Council will recess into closed session under Texas Government Code Chapter 551 to discuss four matters.
Item 13 — Aledo/Fort Worth litigation. The caption for this item now reads “City of Aledo, Texas and City of Fort Worth, Texas v. City of Willow Park, Texas, Beall-Dean Ranch and Parker County” (cause CV26-0175, 43rd District Court). On the June 9 agenda, the same case was captioned with only the three governmental parties, so “Beall-Dean Ranch and Parker County” have been added to the style. The session follows the June 9 vote inviting Aledo to a joint meeting within 14 days and may include an update on any response.
Item 14 — Halff & Associates litigation. The continuing cost-recovery case tied to the Fort Worth water project; it may intersect with the open-session legal-expenditures review in Item 12.
Item 15 — Charter and Charter Commission legal issues. A closed consultation with the City Attorney that precedes the four open-session charter items below.
Item 16 — Personnel. Deliberation on the Interim Police Chief and Interim Assistant Chief positions (Quincy Hamilton and Bryan Goode).
After executive session, Council takes up four sequential charter items — the most structured charter process the Council has run to date.
Willow Park is adopting its first home-rule charter. Per the election ordinance in this packet, the city is proceeding under Section 9.003 of the Texas Local Government Code, which requires the Council to submit the charter prepared by the commission to the voters. The commission submitted the proposed charter to the Council on February 10, 2026. (Section 9.004, by contrast, governs amendments to a charter a city already has.)
The agenda captions are all that is known about Items 17 through 19, and each is a discussion/action item — meaning the Council could act on June 23 or could simply discuss and carry the matter forward. Item 17 is captioned as the Mayor’s appointment of a Charter Commission and assigned tasks, and Item 18 as a parallel appointment by the full Council; Item 19 is captioned as the Council’s proposed charter amendments. Whether the Council actually appoints commission members, assigns tasks, or proposes specific changes that night — or whether these become discussion that carries to a later meeting — is not something the agenda reveals.

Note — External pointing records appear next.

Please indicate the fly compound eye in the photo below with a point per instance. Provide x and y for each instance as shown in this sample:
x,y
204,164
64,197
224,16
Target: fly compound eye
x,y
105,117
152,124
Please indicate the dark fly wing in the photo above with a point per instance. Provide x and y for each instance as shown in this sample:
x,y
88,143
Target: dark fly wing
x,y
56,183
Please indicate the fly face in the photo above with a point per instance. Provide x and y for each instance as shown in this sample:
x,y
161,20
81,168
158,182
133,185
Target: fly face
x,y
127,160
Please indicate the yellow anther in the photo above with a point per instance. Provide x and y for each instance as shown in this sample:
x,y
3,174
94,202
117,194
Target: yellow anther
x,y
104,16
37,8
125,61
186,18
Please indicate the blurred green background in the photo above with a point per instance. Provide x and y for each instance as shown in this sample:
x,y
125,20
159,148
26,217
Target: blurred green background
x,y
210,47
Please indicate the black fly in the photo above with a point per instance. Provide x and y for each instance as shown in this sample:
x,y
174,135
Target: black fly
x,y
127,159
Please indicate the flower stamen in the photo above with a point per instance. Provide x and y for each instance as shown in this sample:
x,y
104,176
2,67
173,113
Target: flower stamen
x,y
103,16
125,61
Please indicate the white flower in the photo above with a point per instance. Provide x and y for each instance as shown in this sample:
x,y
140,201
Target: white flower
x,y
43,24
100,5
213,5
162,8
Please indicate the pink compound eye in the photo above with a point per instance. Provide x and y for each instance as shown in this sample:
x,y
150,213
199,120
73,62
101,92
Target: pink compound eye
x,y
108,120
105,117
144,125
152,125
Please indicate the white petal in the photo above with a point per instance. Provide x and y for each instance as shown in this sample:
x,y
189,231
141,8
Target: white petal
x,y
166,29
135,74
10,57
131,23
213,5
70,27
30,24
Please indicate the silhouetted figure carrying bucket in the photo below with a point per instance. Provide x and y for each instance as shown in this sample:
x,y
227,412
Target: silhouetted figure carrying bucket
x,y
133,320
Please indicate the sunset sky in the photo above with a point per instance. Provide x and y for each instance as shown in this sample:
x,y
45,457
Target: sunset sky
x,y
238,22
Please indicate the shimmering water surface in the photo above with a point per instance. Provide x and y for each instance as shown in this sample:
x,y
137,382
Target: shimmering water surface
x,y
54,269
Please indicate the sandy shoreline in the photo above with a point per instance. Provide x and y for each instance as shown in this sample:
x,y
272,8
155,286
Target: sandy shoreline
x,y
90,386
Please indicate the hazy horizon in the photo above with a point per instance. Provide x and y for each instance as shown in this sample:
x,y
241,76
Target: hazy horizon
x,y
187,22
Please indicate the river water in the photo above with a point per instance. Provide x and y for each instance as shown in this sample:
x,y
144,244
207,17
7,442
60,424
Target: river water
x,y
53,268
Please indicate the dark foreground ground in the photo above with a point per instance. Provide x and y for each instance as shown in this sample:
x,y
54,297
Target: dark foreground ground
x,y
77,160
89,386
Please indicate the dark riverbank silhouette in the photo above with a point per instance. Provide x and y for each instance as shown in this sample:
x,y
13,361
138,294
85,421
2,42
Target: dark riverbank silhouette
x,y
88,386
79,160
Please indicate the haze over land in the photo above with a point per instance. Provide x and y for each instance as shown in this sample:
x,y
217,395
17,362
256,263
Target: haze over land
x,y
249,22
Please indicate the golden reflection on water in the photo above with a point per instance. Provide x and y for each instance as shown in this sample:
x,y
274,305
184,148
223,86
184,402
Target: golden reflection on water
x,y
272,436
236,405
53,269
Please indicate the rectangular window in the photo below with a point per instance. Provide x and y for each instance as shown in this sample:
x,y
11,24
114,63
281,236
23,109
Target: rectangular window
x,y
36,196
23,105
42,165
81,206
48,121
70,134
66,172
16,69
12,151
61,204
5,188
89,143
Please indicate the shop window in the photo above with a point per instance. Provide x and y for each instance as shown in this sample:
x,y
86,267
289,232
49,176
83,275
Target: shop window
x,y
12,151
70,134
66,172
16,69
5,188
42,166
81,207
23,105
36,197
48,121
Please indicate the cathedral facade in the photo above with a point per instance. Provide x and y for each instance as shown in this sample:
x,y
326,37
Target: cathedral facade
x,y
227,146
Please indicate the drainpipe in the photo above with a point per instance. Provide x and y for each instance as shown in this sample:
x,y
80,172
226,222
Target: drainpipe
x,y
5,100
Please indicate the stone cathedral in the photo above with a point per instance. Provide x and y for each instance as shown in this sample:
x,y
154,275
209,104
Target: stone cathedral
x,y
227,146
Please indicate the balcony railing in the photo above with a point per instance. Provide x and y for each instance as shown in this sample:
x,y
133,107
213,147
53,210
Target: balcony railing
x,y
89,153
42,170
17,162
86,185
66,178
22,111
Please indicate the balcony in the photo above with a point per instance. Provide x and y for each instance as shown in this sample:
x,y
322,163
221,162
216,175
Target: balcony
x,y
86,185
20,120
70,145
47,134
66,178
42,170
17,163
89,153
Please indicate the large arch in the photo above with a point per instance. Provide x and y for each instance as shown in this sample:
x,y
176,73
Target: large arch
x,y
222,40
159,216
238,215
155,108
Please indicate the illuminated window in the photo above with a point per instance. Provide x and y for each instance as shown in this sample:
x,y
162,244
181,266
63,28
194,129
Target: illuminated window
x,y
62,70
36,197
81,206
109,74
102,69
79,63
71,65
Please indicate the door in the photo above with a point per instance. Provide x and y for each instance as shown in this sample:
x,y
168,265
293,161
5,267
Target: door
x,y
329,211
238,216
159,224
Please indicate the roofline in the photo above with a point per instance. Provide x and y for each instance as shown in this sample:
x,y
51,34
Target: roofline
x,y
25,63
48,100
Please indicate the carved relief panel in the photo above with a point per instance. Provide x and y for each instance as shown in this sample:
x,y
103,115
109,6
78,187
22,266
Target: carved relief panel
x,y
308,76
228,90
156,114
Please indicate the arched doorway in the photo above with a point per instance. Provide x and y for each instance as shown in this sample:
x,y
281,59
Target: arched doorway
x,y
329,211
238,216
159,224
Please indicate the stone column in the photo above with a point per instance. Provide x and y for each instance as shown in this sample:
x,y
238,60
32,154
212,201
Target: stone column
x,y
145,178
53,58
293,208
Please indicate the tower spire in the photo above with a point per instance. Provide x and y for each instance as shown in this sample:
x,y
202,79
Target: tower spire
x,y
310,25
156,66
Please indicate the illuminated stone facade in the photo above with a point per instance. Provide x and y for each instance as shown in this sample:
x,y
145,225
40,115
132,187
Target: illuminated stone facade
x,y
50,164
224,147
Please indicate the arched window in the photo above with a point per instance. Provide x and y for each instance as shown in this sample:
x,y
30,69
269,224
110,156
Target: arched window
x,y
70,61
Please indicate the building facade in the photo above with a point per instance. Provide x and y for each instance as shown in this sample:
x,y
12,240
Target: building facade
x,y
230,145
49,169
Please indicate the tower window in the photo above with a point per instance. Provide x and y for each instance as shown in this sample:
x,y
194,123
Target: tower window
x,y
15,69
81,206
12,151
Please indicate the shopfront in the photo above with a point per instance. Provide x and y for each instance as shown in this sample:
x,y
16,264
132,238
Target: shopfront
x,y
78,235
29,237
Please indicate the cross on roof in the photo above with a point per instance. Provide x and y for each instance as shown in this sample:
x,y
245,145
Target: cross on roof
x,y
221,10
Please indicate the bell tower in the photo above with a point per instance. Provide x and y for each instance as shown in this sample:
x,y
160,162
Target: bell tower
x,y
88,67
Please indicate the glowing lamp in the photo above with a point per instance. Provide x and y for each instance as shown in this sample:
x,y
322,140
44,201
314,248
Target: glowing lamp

Item 20 is the City Attorney’s update and the vote on the ordinance calling the November 3, 2026 special election. This is the third time the election call has come before the Council, after appearing on the May 12 and June 9 agendas and being tabled both times. The ordinance is fully drafted in the packet: it calls a joint election with Parker County and puts a single proposition to voters in English and Spanish — “The City of Willow Park shall adopt the proposed Home Rule Charter,” FOR or AGAINST — the Charter Commission having found it impracticable to submit the charter by subject.
Whether the ordinance is adopted or tabled a third time. If it is tabled, the city has roughly two more regular meetings before the August 17 statutory deadline to call a November election — likely July 14 and July 28, with an August 11 meeting also falling just inside the window — after which a special called meeting would be required.